Il dramma implica sempre una dinamica di libertà. C’è una tensione in quello che è avvenuto nella sala del concistoro che difficilmente potrà essere spazzata via dalle analisi monche dei vaticanisti o dai commenti interessati dei tanti invidiosi del Vangelo. Il Papa ha scelto. Ha esaminato la sua coscienza davanti a Dio. È pervenuto ad una certezza, l’ennesima della sua lunga vita. E ha agito di conseguenza. Con un coraggio unico e inedito. Perché per quanto ci si affanni a rintracciare precedenti, siamo lontani anni luce dal “gran rifiuto” di Celestino V, come dai pochi abbandoni dei primi secoli. Qui abbiamo a che fare con un teologo finissimo che ha impresso un’accelerazione alla Chiesa, giocando d’anticipo con la morte e forse addirittura con il grande nemico, per compiere uno dei passi più sconvolgenti che un uomo possa fare.
Non c’è rinuncia. Ne resa. Solo lo scarto di una mossa a sorpresa. Solo un uomo che non ha paura di nulla, neanche del buio del suo cuore, poteva azzardare tanto. Uno che, lo abbiamo imparato in questi anni vissuti con lui, annuncia gioisamente il suo amore per Cristo, sereno affronta le tempeste, guida sicuro la barca perché al timone sa di non essere solo. Niente di più lontano dal papa depresso, stanco e isolato di Morettiana memoria. Bastava ascoltarlo nel suo latino teutonico mentre spiegava, con il consueto rigore, le ragioni del suo atto di libertà al cenacolo apostolico. Grave eppure straodinariamente calmo, con un’emozione trattenuta che appartiene solo a chi è convinto di fare la cosa giusta, per un bene più grande, con una letizia appagante.
Non scende dalla Croce, anzi. Si espone, con tutta la vulnerabilità degli anni, all’incomprensione, ai dubbi, al sarcasmo, persino al dileggio. Accetta il giudizio di chi non riconosce il limite umano come prova per il cuore. Affronta il martirio di Nazareth, il nascondimento, la polverizzazione dell’Io nel tutto di Dio, consumandosi di preghiera e separazione, nell’attesa dell’incontro definitivo con il suo Cristo.
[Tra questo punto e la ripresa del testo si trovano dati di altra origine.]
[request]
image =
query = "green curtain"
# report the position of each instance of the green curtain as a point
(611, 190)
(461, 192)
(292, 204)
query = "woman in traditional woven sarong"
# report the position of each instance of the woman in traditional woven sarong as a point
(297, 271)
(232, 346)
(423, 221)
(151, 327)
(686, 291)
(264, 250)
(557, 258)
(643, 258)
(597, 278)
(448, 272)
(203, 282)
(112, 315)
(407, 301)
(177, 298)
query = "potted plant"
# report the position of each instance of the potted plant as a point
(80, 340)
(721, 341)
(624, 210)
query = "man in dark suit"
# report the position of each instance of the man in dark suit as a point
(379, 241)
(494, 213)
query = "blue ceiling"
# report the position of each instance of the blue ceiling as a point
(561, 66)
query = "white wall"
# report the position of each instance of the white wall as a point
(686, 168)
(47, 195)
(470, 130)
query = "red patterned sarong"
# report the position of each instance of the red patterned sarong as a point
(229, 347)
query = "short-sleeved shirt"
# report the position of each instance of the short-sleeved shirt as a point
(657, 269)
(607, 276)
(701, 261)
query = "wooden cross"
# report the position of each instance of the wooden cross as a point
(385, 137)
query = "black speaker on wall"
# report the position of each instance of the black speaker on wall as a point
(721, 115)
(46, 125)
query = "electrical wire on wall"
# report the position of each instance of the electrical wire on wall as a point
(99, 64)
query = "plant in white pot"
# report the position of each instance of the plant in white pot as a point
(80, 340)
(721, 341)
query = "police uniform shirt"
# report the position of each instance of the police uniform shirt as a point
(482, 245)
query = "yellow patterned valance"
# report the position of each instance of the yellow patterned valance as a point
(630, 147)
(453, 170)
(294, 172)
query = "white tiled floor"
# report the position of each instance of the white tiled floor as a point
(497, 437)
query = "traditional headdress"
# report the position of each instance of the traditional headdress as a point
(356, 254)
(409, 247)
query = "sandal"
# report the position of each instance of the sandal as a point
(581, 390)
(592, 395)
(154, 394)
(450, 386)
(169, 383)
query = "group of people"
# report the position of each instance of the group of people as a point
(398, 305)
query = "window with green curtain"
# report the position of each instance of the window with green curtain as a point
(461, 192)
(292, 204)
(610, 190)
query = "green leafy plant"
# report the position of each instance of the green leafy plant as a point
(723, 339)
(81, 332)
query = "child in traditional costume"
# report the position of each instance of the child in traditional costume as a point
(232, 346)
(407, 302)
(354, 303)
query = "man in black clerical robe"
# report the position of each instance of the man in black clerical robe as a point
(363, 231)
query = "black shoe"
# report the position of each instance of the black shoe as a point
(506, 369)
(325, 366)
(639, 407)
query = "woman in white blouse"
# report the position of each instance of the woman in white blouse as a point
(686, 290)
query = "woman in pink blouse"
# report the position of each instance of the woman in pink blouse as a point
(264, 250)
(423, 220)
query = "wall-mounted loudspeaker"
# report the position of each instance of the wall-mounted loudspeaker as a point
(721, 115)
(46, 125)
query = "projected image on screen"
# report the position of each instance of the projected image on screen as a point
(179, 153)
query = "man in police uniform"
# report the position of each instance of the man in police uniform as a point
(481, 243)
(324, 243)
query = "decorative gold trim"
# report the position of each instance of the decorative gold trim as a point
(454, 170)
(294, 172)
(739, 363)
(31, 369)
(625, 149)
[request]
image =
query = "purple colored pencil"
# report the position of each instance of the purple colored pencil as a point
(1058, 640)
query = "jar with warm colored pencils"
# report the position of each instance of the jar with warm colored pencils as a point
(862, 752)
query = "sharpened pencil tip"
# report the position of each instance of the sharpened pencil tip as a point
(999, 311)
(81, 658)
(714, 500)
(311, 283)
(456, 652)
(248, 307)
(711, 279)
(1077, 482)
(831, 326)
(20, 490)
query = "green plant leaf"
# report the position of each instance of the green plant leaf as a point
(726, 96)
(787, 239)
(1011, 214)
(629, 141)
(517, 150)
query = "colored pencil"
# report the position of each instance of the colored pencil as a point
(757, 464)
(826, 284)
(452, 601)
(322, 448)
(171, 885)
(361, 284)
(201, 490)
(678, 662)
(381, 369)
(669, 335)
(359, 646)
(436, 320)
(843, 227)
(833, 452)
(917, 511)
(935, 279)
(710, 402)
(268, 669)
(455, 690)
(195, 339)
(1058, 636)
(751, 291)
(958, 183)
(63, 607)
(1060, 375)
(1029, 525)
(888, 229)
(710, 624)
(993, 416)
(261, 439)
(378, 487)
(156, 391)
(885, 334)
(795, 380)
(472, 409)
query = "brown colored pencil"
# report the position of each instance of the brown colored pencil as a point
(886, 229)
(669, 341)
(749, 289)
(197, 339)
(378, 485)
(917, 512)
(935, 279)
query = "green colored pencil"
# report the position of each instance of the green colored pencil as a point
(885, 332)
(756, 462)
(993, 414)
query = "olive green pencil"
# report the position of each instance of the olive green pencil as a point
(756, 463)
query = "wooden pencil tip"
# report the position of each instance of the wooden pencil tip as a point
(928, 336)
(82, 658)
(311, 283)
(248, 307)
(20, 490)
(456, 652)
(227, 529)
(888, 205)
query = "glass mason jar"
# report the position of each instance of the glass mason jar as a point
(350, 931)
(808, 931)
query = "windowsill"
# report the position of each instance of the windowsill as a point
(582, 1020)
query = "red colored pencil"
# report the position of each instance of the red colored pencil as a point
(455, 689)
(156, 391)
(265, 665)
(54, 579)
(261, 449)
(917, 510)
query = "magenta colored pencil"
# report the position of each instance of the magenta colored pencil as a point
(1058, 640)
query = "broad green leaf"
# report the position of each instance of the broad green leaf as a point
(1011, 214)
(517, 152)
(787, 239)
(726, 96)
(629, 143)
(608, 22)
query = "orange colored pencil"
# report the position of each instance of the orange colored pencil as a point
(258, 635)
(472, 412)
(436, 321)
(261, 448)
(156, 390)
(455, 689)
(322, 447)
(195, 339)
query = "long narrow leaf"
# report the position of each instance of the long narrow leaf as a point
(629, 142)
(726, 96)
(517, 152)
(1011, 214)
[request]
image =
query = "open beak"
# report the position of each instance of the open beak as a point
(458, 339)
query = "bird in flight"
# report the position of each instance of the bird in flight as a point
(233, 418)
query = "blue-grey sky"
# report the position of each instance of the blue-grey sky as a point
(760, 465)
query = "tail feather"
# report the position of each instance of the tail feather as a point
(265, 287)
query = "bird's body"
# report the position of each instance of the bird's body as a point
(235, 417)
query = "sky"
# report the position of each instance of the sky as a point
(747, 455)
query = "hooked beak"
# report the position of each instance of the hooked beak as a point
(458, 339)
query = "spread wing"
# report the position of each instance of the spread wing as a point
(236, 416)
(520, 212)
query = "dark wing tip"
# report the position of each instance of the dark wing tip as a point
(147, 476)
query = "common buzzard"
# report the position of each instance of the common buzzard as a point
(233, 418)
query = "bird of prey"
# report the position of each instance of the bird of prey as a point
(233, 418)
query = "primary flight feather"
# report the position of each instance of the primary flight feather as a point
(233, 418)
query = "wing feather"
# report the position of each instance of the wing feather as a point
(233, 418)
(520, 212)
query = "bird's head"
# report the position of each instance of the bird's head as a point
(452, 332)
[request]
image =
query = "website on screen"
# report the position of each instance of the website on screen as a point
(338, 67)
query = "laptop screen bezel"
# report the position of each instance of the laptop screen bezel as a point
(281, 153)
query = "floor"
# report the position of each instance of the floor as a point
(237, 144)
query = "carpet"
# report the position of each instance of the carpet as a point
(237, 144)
Ratzinger non è uomo da cedere alla tentazione titanica, la sua umiltà non glielo consente. Non trascina la Chiesa con la debolezza del corpo, ma con il vigore della coscienza. Scommette su ciascuno di noi. Sulla maturità che sapremo trovare. Non va in pensione. È stato pontefice, è ancora Papa, lo sarà per Grazia fino all’ultimo dei suoi respiri. Ma in maniera diversa. La libertà assoluta del suo essere è quanto di più grande lascia alla Chiesa. Grazie.